Tradition wird fortgesetzt


Die Black Bottom Skiffle Group aus München

NEUMARKT. Ab Mitte Oktober ist in Neumarkt wieder Jazz-Time angesagt. Mit der Neuauflage des Jazzwochenendes, das zehnte dieser Reihe, soll die Facette „Jazz“ mit ihrer ganzen musikalischen Bandbreite eine besondere Würdigung im Konzertleben Neumarkts erfahren.

Eingebettet in die neue Veranstaltungsfolge "Kunst im Keller" des Kulturamtes der Stadt Neumarkt, die im Gewölbekeller des Residenzgebäudes neben Jazzkonzerten weitere kulturelle Höhepunkte der verschiedensten Art zu bieten hat, präsentiert das 10. Neumarkter Jazzweekend vom 14. bis 16. Oktober unterschiedliche Spielarten dieses Genres.


Und wie jedes Jahr soll der "locker-beswingte" Rahmen der Veranstaltung, eine "Mischung aus konzertantem und unterhaltendem Flair", zu Gesprächen anregen und Jazzkelleratmosphäre aufkommen lassen, sagte Musikschulleiter Wolfgang Fuchs, Organisator und „Spiritus Rector“ des Jazzwochenendes.

So startet bei der Soiree am Freitag, 14. Oktober, um 20 Uhr Leppinski 3, ein junges Nürnberger Trio der ganz besonderen Art, in das Wochenende: Mit Agnes Lepp, Sängerin und Namensgeberin der Band an der Spitze, beginnt eine kleine, aber feine Formation den Jazz-Himmel zu stürmen, die sich an der Oberfläche eingängig wie Pop, im Kern jedoch reich wie moderne BigBand-Musik artikuliert, heißt es in der Ankündigung.

Das Konzept des zweiten Albums „Home“, das an diesem Abend vorgestellt wird, sei anspruchsvolle genreübergreifende Musik, die ihre Wurzeln im Jazz, in der Klassik und in der Popmusik hat und sie somit einem breiteren Publikum zugänglich mache.

Ebenfalls ihre jüngste CD stellt Jazz-Vokalistin Silke Straub beim Konzert am Samstag, 15. Oktober, um 20 Uhr vor.
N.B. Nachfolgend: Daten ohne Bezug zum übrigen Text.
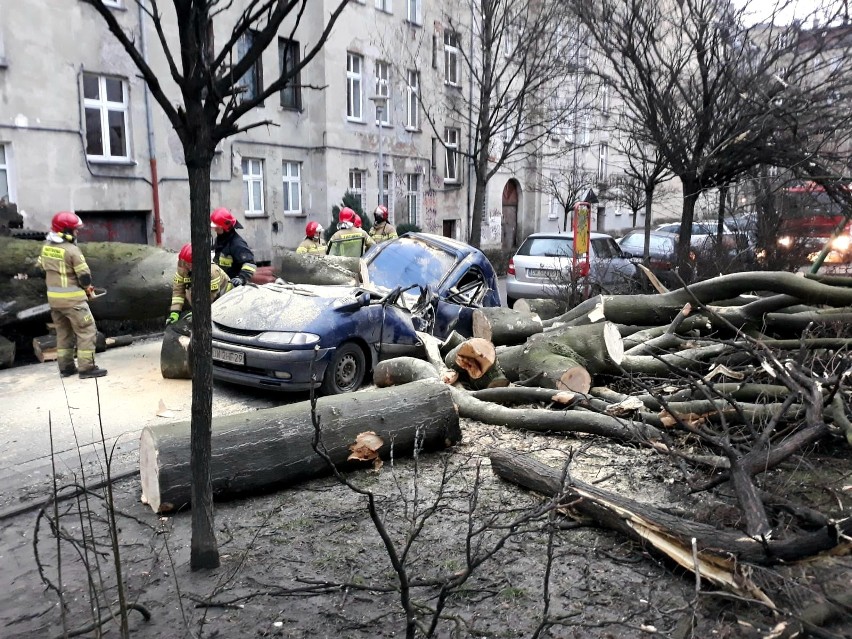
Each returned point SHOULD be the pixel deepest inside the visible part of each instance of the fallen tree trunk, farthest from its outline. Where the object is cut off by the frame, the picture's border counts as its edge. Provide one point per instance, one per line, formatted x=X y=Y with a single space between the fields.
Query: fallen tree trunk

Sie ist in Neumarkt längst keine Unbekannte mehr, machte sie doch erst beim Neumarkter Jazzweekend 2014 mit ihrem Joni Mitchell-Projekt von sich reden. „Silk Street“ heißt das neueste Werk der Ausnahmesängerin aus Bad Kissingen mit Gesangspädagogik-Engagements an den Musikhochschulen in Nürnberg und Würzburg.

Kontrast pur bietet am Sonntag, 16. Oktober, um 11 Uhr die Matinee mit der im süddeutschen Raum wohl einzig verbliebene Skiffle-Formation Black Bottom Skiffle Group aus München, die mit 45 Jahren Bühnenerfahrung, humoristischer Performance und exotischer Instrumentierung den Spagat zwischen bayerischen Texten und der anglo- und afroamerikanischen Bluegrass-, Country- , Rockabilly- und Jazzmusik versucht und ihr Publikum damit oft zu Begeisterungsstürmen hinreißt. Der Begriff „Skiffle“, eine Musikgattung, die auch auf unkonventionellen und improvisierten Instrumenten (wie zum Beispiel Waschbrett, Eimer oder Gießkanne) intoniert wird, taucht zum ersten Mal 1925 im Bandnamen „Chicago Skifflers“ auf. Ab 1953 wurde Skiffle von britischen Traditional-Jazz-Musikern wie Chris Barber oder Lonnie Donegan, aber auch von Alexis Corner bekannt gemacht und verschwand Anfang der 60er Jahre des 20. Jahrhunderts wegen des Siegeszuges von Beat, Rock und Pop aus den Hitparaden. Doch auf dem Livemusik-Markt hat Skiffle bis heute überlebt und manifestiert sich in wiederkehrenden Revival-Festivals vor allem in Großbritannien, Finnland, den Niederlanden und Deutschland.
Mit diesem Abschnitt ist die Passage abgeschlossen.